# Top six properties of the parallelograms

The parallelogram is just a type of polygon and it can also be considered as a quadrilateral that will have the opposite sides which are parallel to each other. To determine if the quadrilateral is having properties of parallelogram or not it is very much important for the students to be clear about different kinds of properties associated with the whole process.

## Important properties of parallelogram which are must be understood by every student:

- The opposite sides are parallel: Parallel lines will be the ones that are always at the same distance apart and never touch each other and if the sides of the parallelogram are based upon these lines then opposite sides will never touch each other which will make sure that they will be always at the same distance away from each other no matter how far they can be extended.

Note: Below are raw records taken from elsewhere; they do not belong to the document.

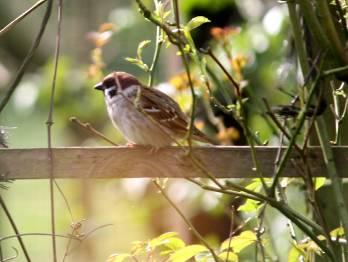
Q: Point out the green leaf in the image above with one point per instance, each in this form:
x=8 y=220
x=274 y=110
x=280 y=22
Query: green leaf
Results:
x=337 y=232
x=319 y=182
x=187 y=253
x=228 y=256
x=141 y=47
x=238 y=243
x=295 y=253
x=250 y=205
x=196 y=22
x=118 y=257
x=168 y=240
x=138 y=63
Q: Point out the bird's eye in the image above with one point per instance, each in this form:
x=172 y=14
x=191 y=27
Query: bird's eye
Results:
x=109 y=82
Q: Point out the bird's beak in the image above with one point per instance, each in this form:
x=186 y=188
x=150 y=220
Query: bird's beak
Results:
x=99 y=86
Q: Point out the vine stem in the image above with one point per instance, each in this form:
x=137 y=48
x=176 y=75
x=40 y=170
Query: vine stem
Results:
x=49 y=124
x=157 y=52
x=15 y=229
x=28 y=57
x=187 y=221
x=21 y=17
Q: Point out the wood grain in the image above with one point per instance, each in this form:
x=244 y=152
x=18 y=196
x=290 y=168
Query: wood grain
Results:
x=124 y=162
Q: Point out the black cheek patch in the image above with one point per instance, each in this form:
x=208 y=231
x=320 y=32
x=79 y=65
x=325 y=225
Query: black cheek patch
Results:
x=112 y=93
x=109 y=82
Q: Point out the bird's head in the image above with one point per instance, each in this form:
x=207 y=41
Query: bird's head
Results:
x=116 y=82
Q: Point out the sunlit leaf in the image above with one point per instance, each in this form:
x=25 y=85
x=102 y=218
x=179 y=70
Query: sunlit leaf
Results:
x=138 y=63
x=228 y=256
x=141 y=47
x=118 y=257
x=319 y=182
x=250 y=205
x=295 y=253
x=186 y=253
x=169 y=240
x=337 y=232
x=238 y=243
x=196 y=22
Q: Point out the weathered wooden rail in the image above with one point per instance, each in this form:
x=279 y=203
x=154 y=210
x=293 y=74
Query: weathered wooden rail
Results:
x=125 y=162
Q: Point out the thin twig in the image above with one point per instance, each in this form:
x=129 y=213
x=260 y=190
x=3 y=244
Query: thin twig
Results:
x=91 y=129
x=20 y=17
x=15 y=229
x=11 y=258
x=27 y=59
x=49 y=124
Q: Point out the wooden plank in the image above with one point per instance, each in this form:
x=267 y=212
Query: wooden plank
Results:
x=124 y=162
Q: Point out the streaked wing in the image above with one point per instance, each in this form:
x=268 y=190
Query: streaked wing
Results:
x=163 y=109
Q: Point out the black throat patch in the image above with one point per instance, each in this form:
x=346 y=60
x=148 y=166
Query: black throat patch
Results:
x=112 y=93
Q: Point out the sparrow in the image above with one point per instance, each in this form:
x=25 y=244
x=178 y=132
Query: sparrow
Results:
x=145 y=116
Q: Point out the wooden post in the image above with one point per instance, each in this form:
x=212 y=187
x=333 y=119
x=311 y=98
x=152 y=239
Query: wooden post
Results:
x=124 y=162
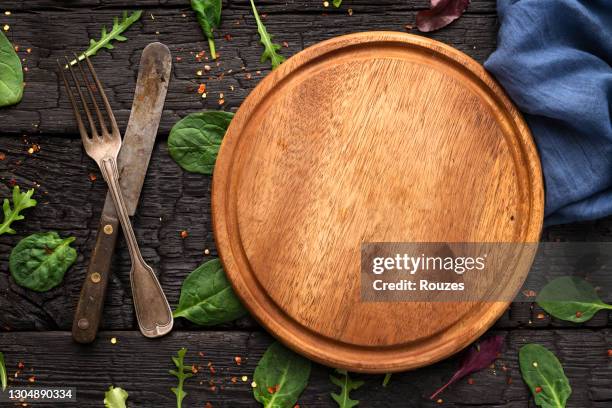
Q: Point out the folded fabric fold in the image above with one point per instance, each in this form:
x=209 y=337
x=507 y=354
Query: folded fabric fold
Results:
x=554 y=58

So, if a particular quadrilateral has two opposite sides which are parallel then it can be considered as a parallelogram.
- The opposite sides will be congruent: The term congruent means two things that are very much identical to each other and if it has been superimposed on the other one then there will be no issue and there will be an exact match. The parallelogram will help in satisfying this particular property because each of the opposite sides will be the same in terms of length and even if the individuals try to break the shape apart and place them on top of each other they will superimpose perfectly which will make sure that opposite sides will be congruent.
- Opposite angles are congruent: Similarly, as the sides are congruent the angles of the parallelogram will also be congruent and the angles will be congruent if they will have the same measure. So, if the students measure the angles of a parallelogram which are opposite with the help of a protractor then they will find out that both of them will be of equal measure and hence they will be congruent because they have the same measurement in the protractor.
- Consecutive angles will be supplementary: To find out that a particular quadrilateral is a parallelogram or not it is very much important for the students to ensure that they take into consideration the consecutive angles. Supplementary angles will be the ones that add up to 180° and two consecutive angles into a parallelogram will be supplementary which is another very important property of this particular type of quadrilateral.
- Diagonals will bisect each other: It is very much important for the students to draw the imaginary line from one angle to the opposite congruent angle and this particular line should create two congruent triangles within this particular shape. From there the individuals need to proceed to draw the other imaginary figure from the supplementary angle to the opposite congruent angle and when these two lines will bisect each other it will divide the parallelogram into two exactly equal parts. Hence, the diagonals of the parallelogram will bisect each other and this particular point has been proved with the help of the above-mentioned explanation.
- If one angle is a right angle: The last property of the parallelogram is that if one angle in the quadrilateral is a right angle then the rest of the angles will also be right angles because the executive angles are supplementary property and the next executive will also come out to be 90° because the sum has to be 180°. Hence, if the one angle of the parallelogram will be 90° then it will be considered as a rectangle rather than a normal parallelogram.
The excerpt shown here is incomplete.